Читать «Путь актрисы» онлайн - страница 193

Серафима Германовна Бирман

И в 1914 году Москвин не жалел красок и силы своего артистического дарования, чтоб выпукло передать произведение великого сатирика.

Лет через двадцать я как зрительница пришла на «Пазухина». И снова услышала москвинско-пазухинское: «Все это мое! И это мое, и это мое — все мое!»

Но разница по сравнению с первыми спектаклями была огромная — и в Москвине и в зрительном зале.

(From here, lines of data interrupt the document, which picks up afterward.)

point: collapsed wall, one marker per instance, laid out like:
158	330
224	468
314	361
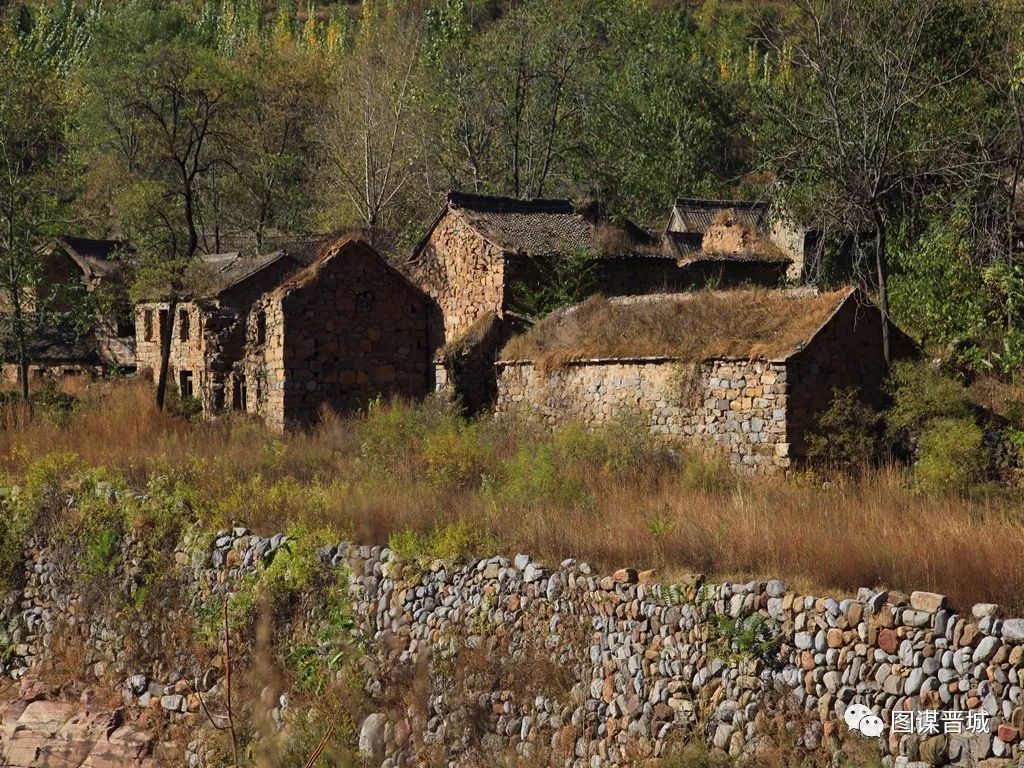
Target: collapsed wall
604	670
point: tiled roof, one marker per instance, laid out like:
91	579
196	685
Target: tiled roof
739	324
93	255
528	226
230	268
694	216
688	249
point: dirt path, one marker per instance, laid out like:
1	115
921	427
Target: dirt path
39	731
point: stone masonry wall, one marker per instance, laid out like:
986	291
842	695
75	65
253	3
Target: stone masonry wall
463	273
185	355
646	662
354	330
736	407
846	354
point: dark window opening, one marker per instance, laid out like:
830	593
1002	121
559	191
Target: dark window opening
364	300
261	328
239	394
183	325
125	327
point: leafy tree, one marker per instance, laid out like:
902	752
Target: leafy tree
269	182
165	112
875	113
33	144
666	124
367	147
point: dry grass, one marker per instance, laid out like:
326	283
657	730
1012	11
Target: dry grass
998	396
693	327
482	329
612	240
612	499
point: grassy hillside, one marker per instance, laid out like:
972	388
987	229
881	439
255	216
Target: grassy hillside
428	481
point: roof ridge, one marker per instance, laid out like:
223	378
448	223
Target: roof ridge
496	204
709	203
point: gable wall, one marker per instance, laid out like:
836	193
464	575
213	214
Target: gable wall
463	273
845	354
185	355
736	408
355	332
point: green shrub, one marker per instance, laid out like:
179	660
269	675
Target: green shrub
532	478
452	542
847	434
921	393
256	499
709	473
458	457
391	433
950	456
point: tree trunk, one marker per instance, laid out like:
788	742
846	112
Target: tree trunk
882	267
23	368
166	335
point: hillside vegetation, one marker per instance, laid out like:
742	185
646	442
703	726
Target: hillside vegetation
432	483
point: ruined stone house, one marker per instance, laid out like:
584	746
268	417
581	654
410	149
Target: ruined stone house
73	267
342	332
743	372
692	219
320	322
482	255
209	331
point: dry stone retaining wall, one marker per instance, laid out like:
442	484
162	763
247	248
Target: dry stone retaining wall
647	662
736	407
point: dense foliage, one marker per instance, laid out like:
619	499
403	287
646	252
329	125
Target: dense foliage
894	128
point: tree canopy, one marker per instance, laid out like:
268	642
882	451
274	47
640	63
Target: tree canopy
894	128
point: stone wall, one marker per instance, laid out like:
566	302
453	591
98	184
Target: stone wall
736	407
189	354
346	331
643	663
464	274
845	355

Если в 14‑м году Москвин говорил об одном купце Пазухине, только об одном, то в 30‑х годах, оставаясь одним купцом Пазухиным, Москвин сражался с собственничеством, стяжательством, корыстью всех купцов Пазухиных. По-другому, совсем иначе, чем в 14‑м году, ощущал себя на сцене Москвин в 30‑х годах. По-другому чувствовал он людей в зрительном зале. По-другому нес эстафету художника. Смотрел вместе со зрителями на прошлое с точки зрения достижений настоящего и великих целей будущего. И Щедрин зажил среди советских людей, зажил потому, что и актеры на сцене и каждый человек в зрительном зале (кто меньше, кто больше) ощутили уже светлый смысл слова «наше» вместо пазухинского «мое!».

Воплотившись как актер в Пазухина, Москвин как советский человек присутствовал на сцене собственной сердечной мыслью своей. С особой силой, своей силой, не только от Щедрина, выявил он бесстыдство купца Пазухина, звериную сущность его, чтобы, по контрасту с этим, великие преобразования нашей жизни, благородные сдвиги в сознании советских людей стали бы особенно очевидными.

{255} Чем деятельнее разум артиста, чем горячее сердце, чем больше привержен артист действительности, тем шире границы художественного его влияния.

Конечно, к врагам, как человек и актриса, я не могу отнестись милосердно, хочу их наказать, хочу им наказания. Мера кары равна мере преступления. Так, например, маникюрше Тамаре я не предъявляла серьезных обвинений. Стоило только показать ее, пришедшую в парикмахерскую утром, после бессонной ночи, всю слинявшую, и этого было достаточно, а может быть, даже чересчур: Тамара молода, духовная жизнь ее убога, вот она «в замену счастию» выдумала себе себя — властительницу над мужскими сердцами. Минула ночь. А утро серое… На улицах слякоть. Пальтишко на ней не так чтобы теплое: поддельный мех ягуара только для красы. Впереди одна реальность: ногти, ногти, ногти… Так разве это не наказание сверх меры?

Но есть враги, которым не придумаешь казни, в особенности, если враг современен, если он в мире сейчас.

Эрна-Амалия Курциус

В пьесе бр. Тур «Особняк в переулке» я исполняла роль Эрны Курциус — фашистки, штурмбанфюрера, преступницы, арестованной в восточной зоне Берлина.

Премьера спектакля «Особняк в переулке» была в 1949 году, когда уже в полном разгаре шла так называемая «холодная война».

Я хотела каждым спектаклем «Особняка в переулке» говорить с нашими зрителями о низости, о бесчеловечности поджигателей войны. Моя личная ненависть к фашизму побуждала меня достовернее изображать страшное существо Эрны Курциус, охваченное истерией войны. Я не удовольствовалась бы только личиной врага, напяленной на себя, — ведь временем действия были не «святки», и не с ветки новогодней елки взяла бы я маску гиены.